QUINTO.- Los artículos 109 y 110 del Código Penal disponen que la ejecución de un hecho descrito por la ley como delito o falta obliga a reparar los daños y perjuicios por él causados y que dicha responsabilidad comprende la restitución, la reparación del daño y la indemnización de perjuicios materiales y morales.

Aquí, la responsabilidad civil debe extenderse a la indemnización de los perjuicios ocasionados a Arsenio por la conducta defraudatoria, que ascienden a 206.000 euros. Esta cantidad habrá de ser incrementada con los intereses de demora legalmente establecidos.

La indemnización ha de concederse a Arsenio , porque a él pertenecía el dinero, recibido en su mayor parte de su padre a título de préstamo, dinero que, como consecuencia del engaño sufrido, fue entregado a Fructuoso y ello con independencia de las obligaciones asumidas por el perjudicado con respecto a Eusebio .

SEXTO.- Con arreglo a lo dispuesto en los artículos 123 del Código Penal y 239 y siguientes de la Ley de Enjuiciamiento Criminal , se debe imponer a Fructuoso el pago de la mitad de las costas procesales causadas, incluidas las de la acusación particular, y la otra mitad se declaran de oficio.

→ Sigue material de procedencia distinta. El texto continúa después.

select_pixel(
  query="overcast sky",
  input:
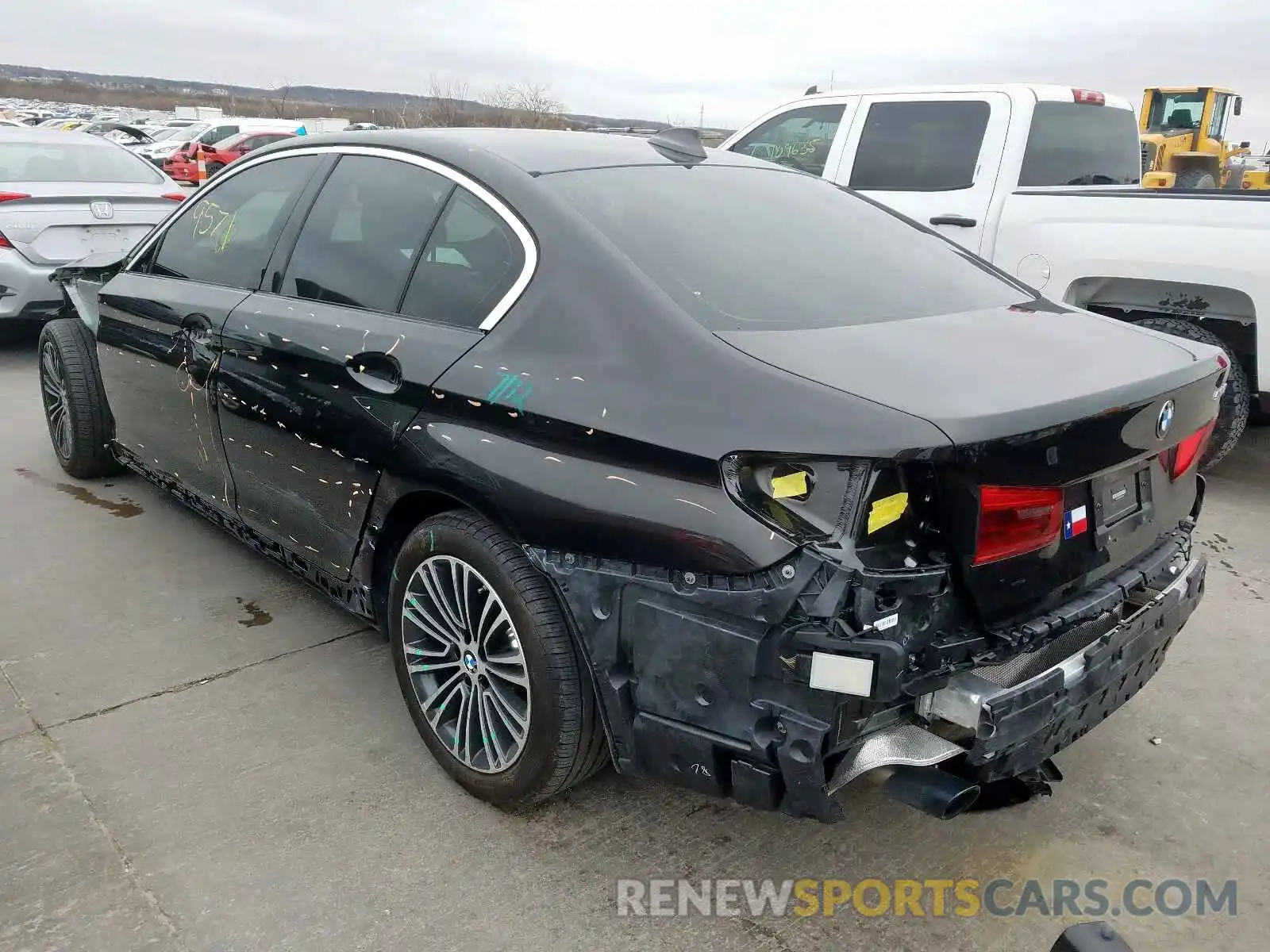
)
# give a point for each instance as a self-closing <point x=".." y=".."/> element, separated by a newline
<point x="660" y="59"/>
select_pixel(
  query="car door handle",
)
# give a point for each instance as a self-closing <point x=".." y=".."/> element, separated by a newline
<point x="375" y="371"/>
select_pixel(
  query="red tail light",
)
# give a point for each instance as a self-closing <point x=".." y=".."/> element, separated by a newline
<point x="1178" y="460"/>
<point x="1016" y="520"/>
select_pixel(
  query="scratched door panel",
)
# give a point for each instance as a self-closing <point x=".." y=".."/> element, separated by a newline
<point x="156" y="352"/>
<point x="306" y="432"/>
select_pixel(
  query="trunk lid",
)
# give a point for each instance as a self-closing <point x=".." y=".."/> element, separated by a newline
<point x="1032" y="397"/>
<point x="57" y="224"/>
<point x="991" y="374"/>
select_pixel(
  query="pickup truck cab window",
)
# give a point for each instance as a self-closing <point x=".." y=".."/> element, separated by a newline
<point x="800" y="139"/>
<point x="365" y="232"/>
<point x="920" y="146"/>
<point x="1071" y="144"/>
<point x="933" y="156"/>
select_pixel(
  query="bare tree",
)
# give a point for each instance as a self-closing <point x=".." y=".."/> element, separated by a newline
<point x="277" y="99"/>
<point x="444" y="105"/>
<point x="524" y="106"/>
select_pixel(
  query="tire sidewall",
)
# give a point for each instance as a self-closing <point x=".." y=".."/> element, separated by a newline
<point x="1235" y="406"/>
<point x="537" y="762"/>
<point x="48" y="340"/>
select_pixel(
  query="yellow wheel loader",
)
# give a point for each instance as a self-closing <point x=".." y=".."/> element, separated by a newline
<point x="1183" y="133"/>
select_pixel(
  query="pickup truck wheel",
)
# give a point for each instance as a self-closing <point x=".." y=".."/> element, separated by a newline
<point x="487" y="664"/>
<point x="75" y="409"/>
<point x="1195" y="178"/>
<point x="1232" y="414"/>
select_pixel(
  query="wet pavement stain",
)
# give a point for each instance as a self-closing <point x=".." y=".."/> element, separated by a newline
<point x="258" y="616"/>
<point x="124" y="508"/>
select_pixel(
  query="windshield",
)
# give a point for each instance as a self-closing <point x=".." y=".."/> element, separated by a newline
<point x="761" y="249"/>
<point x="1072" y="144"/>
<point x="1175" y="112"/>
<point x="73" y="162"/>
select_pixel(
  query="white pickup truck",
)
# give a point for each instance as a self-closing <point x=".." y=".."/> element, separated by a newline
<point x="1043" y="182"/>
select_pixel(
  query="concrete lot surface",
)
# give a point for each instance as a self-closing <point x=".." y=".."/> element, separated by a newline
<point x="200" y="753"/>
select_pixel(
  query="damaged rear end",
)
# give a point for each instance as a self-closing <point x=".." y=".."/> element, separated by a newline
<point x="949" y="617"/>
<point x="952" y="619"/>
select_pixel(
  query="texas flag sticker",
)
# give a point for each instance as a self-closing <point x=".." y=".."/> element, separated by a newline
<point x="1075" y="522"/>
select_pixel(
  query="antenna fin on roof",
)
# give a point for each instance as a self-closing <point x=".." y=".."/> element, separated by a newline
<point x="679" y="145"/>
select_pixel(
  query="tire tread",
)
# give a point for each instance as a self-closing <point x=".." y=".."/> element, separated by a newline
<point x="92" y="424"/>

La regla general es la de imponer las costas de las acusaciones particulares, salvo cuando la intervención de éstas haya sido notoriamente superflua, inútil o gravemente perturbadora (vid. SSTS 16-7-1998 , 22-9-2000 , etc.), circunstancias que no se aprecian en la actuación de dicha acusación en este procedimiento.

En virtud de lo expuesto

Fallo

QUE DEBEMOS CONDENAR Y CONDENAMOS a Fructuoso , como autor responsable de un delito continuado de falsedad en documento privado y de un delito de estafa, ya definidos, con la concurrencia de la circunstancia atenuante de dilaciones indebidas, a las penas de dos años de prisión, con la accesoria de inhabilitación especial para el derecho de sufragio pasivo durante el tiempo de la condena, y multa de ocho meses, con una cuota diaria de 10 euros y responsabilidad personal para caso de impago de un día de privación de libertad por cada dos cuotas impagadas, así como al abono de la mitad de las costas procesales y a que indemnice a Arsenio en la cantidad de 206.000 euros, suma que se incrementará con los intereses de demora legalmente previstos.

QUE DEBEMOS ABSOLVER Y ABSOLVEMOS a Jose María de los delitos de falsedad documental y estafa de los que ha sido acusado.

Se declaran de oficio la mitad de las costas procesales.

Contra esta resolución cabe interponer recurso de casación del que conocerá la Sala 2ª del Tribunal Supremo, y que deberá ser anunciando ante esta Audiencia en el plazo de cinco días hábiles a contar desde el siguiente a su notificación.

Así por esta nuestra sentencia, de la que se llevará testimonio al Rollo de Sala, lo pronunciamos, mandamos y firmamos.